Olho a hora no telefone. Das próximas vezes, ia anotar quanto tempo levava e projetar metas. Apresso o passo até uma marcha. Espero não rebolar como aqueles cara que fazem marcha atlética. Nem preciso ir tão rápido como eles. Cuido para não mexer muito os braços, não ser espalhafatoso. Mas ali ninguém me conhece.
O caminho é feio mesmo. Uns bares que eu não conheço, as lanchonetes e hospitais, os cemitérios, o segundo viaduto, por cima da avenida. O caminho só serve mesmo pra se andar e pensar. E andando rápido não dá para pensar em nada calmo. Só em besteira. E, isso é curioso, descubro que pensar besteira dá raiva e que raiva dá pressa. Com essa pressa a mais, aperto mais o passo, e isso acaba relaxando. O esforço desvia a atenção e ajuda a espeirecer. São quase três quilômetros assim.
Depois do viaduto, chego no bairro. Já o bairro é bonito. Casas chiques, antigas, ruas muito bem arborizadas. Logo no começo, está a igreja. Nossa Senhora de Fátima. Igreja de portugueses. Há muitos portugueses por aqui. Dá-me vontade de entrar. E não vejo por que não. Atravesso a rua. A porta da frente está fechada. Dou a volta, a do lado também está. A capela está aberta, nunca fecha. É pequena, paredes de vidro, tem alguns bancos, cabem umas doze pessoas, a imagem, grande, e a garrafa de água benta.

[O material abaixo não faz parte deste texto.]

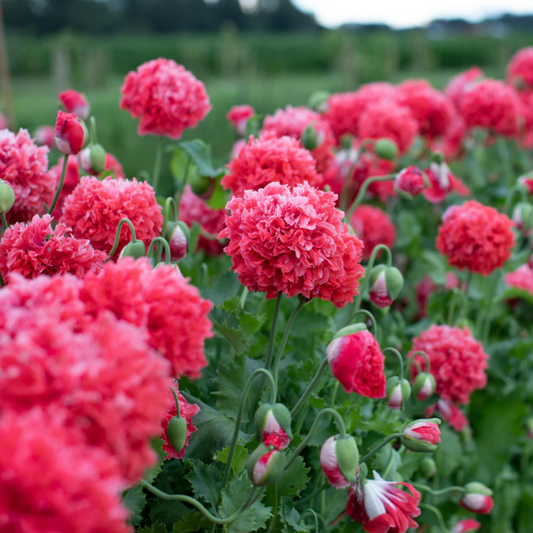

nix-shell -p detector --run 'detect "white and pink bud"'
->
[320,435,359,489]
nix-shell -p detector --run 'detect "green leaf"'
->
[122,485,146,527]
[173,511,211,533]
[185,459,222,507]
[215,441,248,475]
[220,472,272,533]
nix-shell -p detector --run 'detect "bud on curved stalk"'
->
[54,111,89,155]
[386,376,411,411]
[165,221,191,263]
[0,180,15,214]
[513,202,533,231]
[368,265,403,308]
[254,403,292,450]
[246,444,287,487]
[400,418,440,453]
[413,372,437,402]
[374,137,398,161]
[394,165,429,196]
[419,457,437,479]
[459,482,494,514]
[320,435,359,489]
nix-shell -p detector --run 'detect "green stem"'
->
[140,479,264,525]
[344,174,396,224]
[359,433,402,464]
[274,299,308,383]
[48,155,68,214]
[285,407,346,470]
[291,357,330,418]
[146,237,170,265]
[383,347,403,379]
[152,137,165,194]
[109,218,137,259]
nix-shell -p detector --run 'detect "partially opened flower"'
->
[346,471,421,533]
[326,324,386,398]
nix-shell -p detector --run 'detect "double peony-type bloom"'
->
[219,183,363,307]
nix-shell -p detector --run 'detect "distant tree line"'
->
[0,0,319,35]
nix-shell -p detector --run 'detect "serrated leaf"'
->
[185,459,222,507]
[122,485,146,527]
[215,441,248,475]
[173,511,211,533]
[276,456,310,497]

Benzo-me, sento, rezo. Peço muito muitas coisas. Não sei se pedi as coisas certas. Tenho certeza de que todos meus pedidos foram atendidos. Mas eles não resolveram. Talvez isso também eu não saiba fazer, pedir. Com Nossa Senhora de Fátima também tenho que aprender a conversar direito. Com ela também.
Rezei uns quinze minutos. Depois continuei pra casa. Mais uns quinhentos, oitocentos metros, mais ou menos. Até aqui, o caminho foi plano, agora é uma pequena descida. Eu moro no começo da descida, na ponta do espigão. É a parte fácil. Depois de ter parado na igreja, já não tenho mais o passo apressado. Parece que não adianta mais para o exercício. Ando mais devagar para demorar um pouco mais a chegar em casa.
Na porta do prédio, lembro-me de olhar a hora. Cinqüenta e cinco minutos. No elevador, faço a conta. Tirando uns quinze da igreja, foram, mais ou menos, quarenta de caminhada. Está bom. Noutro dia, cronometro direito.
Cheguei no meu andar, pego a chave para abrir a porta.